Bananas and oranges were fruit that was bought, at considerable expense, for consumption at Christmas time, as was chicken. And turkey wasn’t seen in our household at all, even during the festive season, only rich people, most of them in America, ate turkey. Sunday roast during the rest of the year, (there was always a roast on Sundays), usually contained either beef, lamb or occasionally pork and included any three combinations of  potatoes, peas, carrots and cabbage – Mum wouldn’t dream of serving up a meal with four vegetables in it, it was always meat and three veg.

The only crisps available in those days, (sometimes known as ‘chips’ here in Australia), were made by Smith’s and they came in only one flavour, what we would now know as ‘plain’. They also contained, inside the pack, a little sachet of salt so that you could add your own, to taste, or leave it out altogether. Crisps were about the only ‘fast food’ available in the fifties, apart from the ubiquitous fish and chips, which had to be wrapped in old newspaper or else it wouldn’t taste right.

As for having a savoury meal served with rice! Well, whoever heard of such a silly thing; rice was something you cooked with milk and sugar to serve as pudding after the meal.

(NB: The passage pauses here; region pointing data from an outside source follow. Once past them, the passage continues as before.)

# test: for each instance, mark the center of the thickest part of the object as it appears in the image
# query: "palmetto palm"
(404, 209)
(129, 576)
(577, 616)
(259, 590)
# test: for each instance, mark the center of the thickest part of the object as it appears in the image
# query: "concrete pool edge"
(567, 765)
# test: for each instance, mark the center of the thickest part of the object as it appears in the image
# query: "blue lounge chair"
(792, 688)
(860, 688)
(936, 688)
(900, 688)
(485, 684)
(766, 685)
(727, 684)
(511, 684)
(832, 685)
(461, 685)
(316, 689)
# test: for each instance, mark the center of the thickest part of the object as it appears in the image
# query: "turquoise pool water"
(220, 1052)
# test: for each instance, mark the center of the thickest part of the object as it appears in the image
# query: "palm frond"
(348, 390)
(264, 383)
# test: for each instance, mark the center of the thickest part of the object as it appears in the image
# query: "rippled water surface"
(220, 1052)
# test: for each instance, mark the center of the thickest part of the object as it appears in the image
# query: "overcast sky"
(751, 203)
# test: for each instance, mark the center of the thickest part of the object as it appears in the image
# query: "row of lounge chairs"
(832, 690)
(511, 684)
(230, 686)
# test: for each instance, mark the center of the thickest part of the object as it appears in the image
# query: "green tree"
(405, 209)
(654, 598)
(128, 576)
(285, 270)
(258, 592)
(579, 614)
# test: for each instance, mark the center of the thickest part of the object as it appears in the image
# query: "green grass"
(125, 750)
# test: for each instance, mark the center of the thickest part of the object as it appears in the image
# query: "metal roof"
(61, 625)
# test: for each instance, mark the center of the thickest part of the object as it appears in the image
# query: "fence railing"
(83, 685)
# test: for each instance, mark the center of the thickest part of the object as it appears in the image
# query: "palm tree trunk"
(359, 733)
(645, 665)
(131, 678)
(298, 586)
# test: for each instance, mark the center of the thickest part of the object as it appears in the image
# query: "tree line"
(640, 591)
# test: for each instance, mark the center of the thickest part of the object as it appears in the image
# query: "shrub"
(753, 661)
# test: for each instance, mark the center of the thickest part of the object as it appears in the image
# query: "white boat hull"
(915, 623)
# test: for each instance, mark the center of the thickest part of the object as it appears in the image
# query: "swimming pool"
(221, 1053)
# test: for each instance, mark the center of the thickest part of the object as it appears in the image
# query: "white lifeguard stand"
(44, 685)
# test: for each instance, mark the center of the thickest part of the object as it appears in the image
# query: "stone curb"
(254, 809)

By the way, you’ll notice the final dish was called ‘pudding’, nobody had thought of the word ‘dessert’ in those days.

Microwaves, mini ovens, toasters, liquidizers and food processors had either not been invented yet, except in science fiction, or were much too expensive for the ordinary household, as were electric irons, electric kettles and dish-washing machines. Even a refrigerator was something not found in many homes. I remember my mother kept food fresh by storing it in a small wooden cabinet with wire mesh on all four sides, over which she draped a damp towel so that it cooled the air inside by the simple use of evaporation.

Milk was purchased from the dairy up the road. The milkman, who also owned the business, had the milk delivered to him in large milk-churns and he then ladled it, by hand, into bottles which he capped with special cardboard discs. If Mum ever ran out of milk, (normally delivered to our doorstep every day), she could send me up to his place with sixpence in my hand, and he would fill a bottle for me, on the spot! Leaving the bottle to stand for a while resulted in the top third turning to glorious cream that my mother could skim off for separate use, if she wished.

No one would have recognised seaweed as a food, nor would they know what you meant if you mentioned ‘kebab’, ‘chicken korma’, ‘egg foo yung’, ‘sushi’ or ‘barbecue’. Add to these, such concepts as ‘boil-in-the-bag’ or ‘oven chips’ or ‘croissants’, and you have some idea of the simple lives we used to live in the fifties.

I wonder sometimes if we are any better off today, with all the technology, things pre-prepared and even pre-cooked for us. But we seem to have little or no knowledge of the basics of living, which stood us in good stead just after the war.